Given the clinically relevant insults used (pneumonia and VILI) as well as the physiological characteristics exhibited during the 96-h experiment period, we believe that the model presented has higher accuracy in reproducing human ARDS compared with others [7, 8, 16, 17].

In line with our study, the repeated lavage model presents remarkable gas exchange disorders and diminished compliance due to surfactant depletion. Specifically, our ARDS model shows a mean PaO₂/FiO₂ which, throughout the model development, ranges in moderate severity with periods of severe instability. Moreover, notably diminished and progressively deteriorating compliance is found throughout the model development period as well. Surfactant depletion is not the main mechanism of respiratory failure in adult ARDS; hence, this model fails to reproduce other clinical features of ARDS. For example, in contrast from our model, only modest epithelial injury signs are present; permeability changes, scarce; and clinical features described, reversible, lasting less than 24 h [9, 10, 18]. Our model, however, presents a histology that demonstrates that severe epithelial damage and disorders in oxygenation are maintained up to approximately 60 h. In the surfactant depletion model, some authors reported an increase in BAL cytokines, but the role of inflammation is unclear [9]. We demonstrated, nonetheless, an increase in both systemic and pulmonary inflammation and signs of sepsis-associated cardiovascular dysfunction.
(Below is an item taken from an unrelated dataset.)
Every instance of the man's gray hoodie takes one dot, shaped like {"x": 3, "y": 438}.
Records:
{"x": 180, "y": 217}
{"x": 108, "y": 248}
Similar flaws are identified in the oleic acid (OA) model. This one mimic ARDS caused by fat embolism, an exceptional etiology of syndrome [10]. In the OA model, the pathophysiology of pulmonary injury is unknown and unlikely similar to the most common causes of ARDS such as pneumonia, the risk factor used in our model [6]. OA administration raises pulmonary arterial pressure and intrapulmonary shunt [19–21] and produces a marked increase in EVLW [20]. We also showed a rise in the mean pulmonary arterial pressure and EVLW. We tracked changes in PaO₂/FiO₂ as surrogate of pulmonary shunt, identifying periods with a value below 100 mmHg (i.e., severe ARDS). In the OA model, an inflammatory response is shown with an increase in some inflammatory markers in lung such as IL-6 and IL-1 beta [22–24]. At histological examination, however, only mild signs of lung injury are found with no hyaline membrane formation [20, 23, 25]. In our model, though, we demonstrated DAD in 83% of histological specimens of pigs with ARDS. In the OA model, the severity of lung injury is somewhat unpredictable because animals present different responses per OA doses and sudden, intense hemodynamic instability during infusion [23, 25]. Like the repeated lavage model, the oleic acid-induced lung injury is also reversible within several hours, contrasting with our 60-h ARDS period [21, 23].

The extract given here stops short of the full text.